Example code that demonstrates how to store, process, and query genomic and biological datasets using AWS HealthOmics
AWS HealthOmics helps healthcare and life sciences customers store, query, analyze, and generate insights from genomic and other biological data to improve human health.
This repository contains resources (e.g. code scripts, jupyter notebooks, etc) that demonstrate the usage of AWS HealthOmics.
The quickest setup to run example notebooks includes:
- An AWS account
- Proper IAM User and Role setup
- An Amazon SageMaker Notebook Instance
- Rapidly generate and run and analyze workflows using natural langauge prompts and Amazon Q Developer CLI.
- Using Agentic AI and MCP for natural language interactions with AWS HealthOmics.
- Using HealthOmics Storage with genomics references and readsets: Get acquainted with HealthOmics storage by creating reference and sequence stores, importing data from FASTQ and CRAM files, and downloading readsets.
- Running WDL and Nextflow pipelines with HealthOmics Workflows: Learn how to create, run, and debug WDL and Nextflow based pipelines that process data from HealthOmics Storage and Amazon S3 using HealthOmics Workflows.

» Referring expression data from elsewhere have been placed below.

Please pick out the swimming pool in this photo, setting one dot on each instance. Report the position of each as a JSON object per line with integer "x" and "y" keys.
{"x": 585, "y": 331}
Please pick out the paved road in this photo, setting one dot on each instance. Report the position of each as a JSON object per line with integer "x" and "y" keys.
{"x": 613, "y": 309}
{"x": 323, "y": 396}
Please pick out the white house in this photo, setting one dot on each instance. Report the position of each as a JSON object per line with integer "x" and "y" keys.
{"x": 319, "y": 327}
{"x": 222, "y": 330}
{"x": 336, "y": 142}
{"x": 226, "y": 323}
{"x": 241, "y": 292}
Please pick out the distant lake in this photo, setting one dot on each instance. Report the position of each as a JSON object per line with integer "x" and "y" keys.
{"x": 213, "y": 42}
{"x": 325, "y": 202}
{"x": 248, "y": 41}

- Create S3Table bucket tables and import VCF and GVCF files: Setup S3Table bucket tables to hold variant data and import variant data into a iceberg data warehouse suitable for integration with AWS analytics tools such as Athena, Redshift, EMR and others.
This library is licensed under the Apache 2.0 License. For more details, please take a look at the LICENSE file.
See the Security issue notifications section of our contributing guidelines for more information.
Although we're extremely excited to receive contributions from the community, we're still working on the best mechanism to take in examples from external sources. Please bear with us in the short-term if pull requests take longer than expected or are closed. Please read our contributing guidelines if you'd like to open an issue or submit a pull request.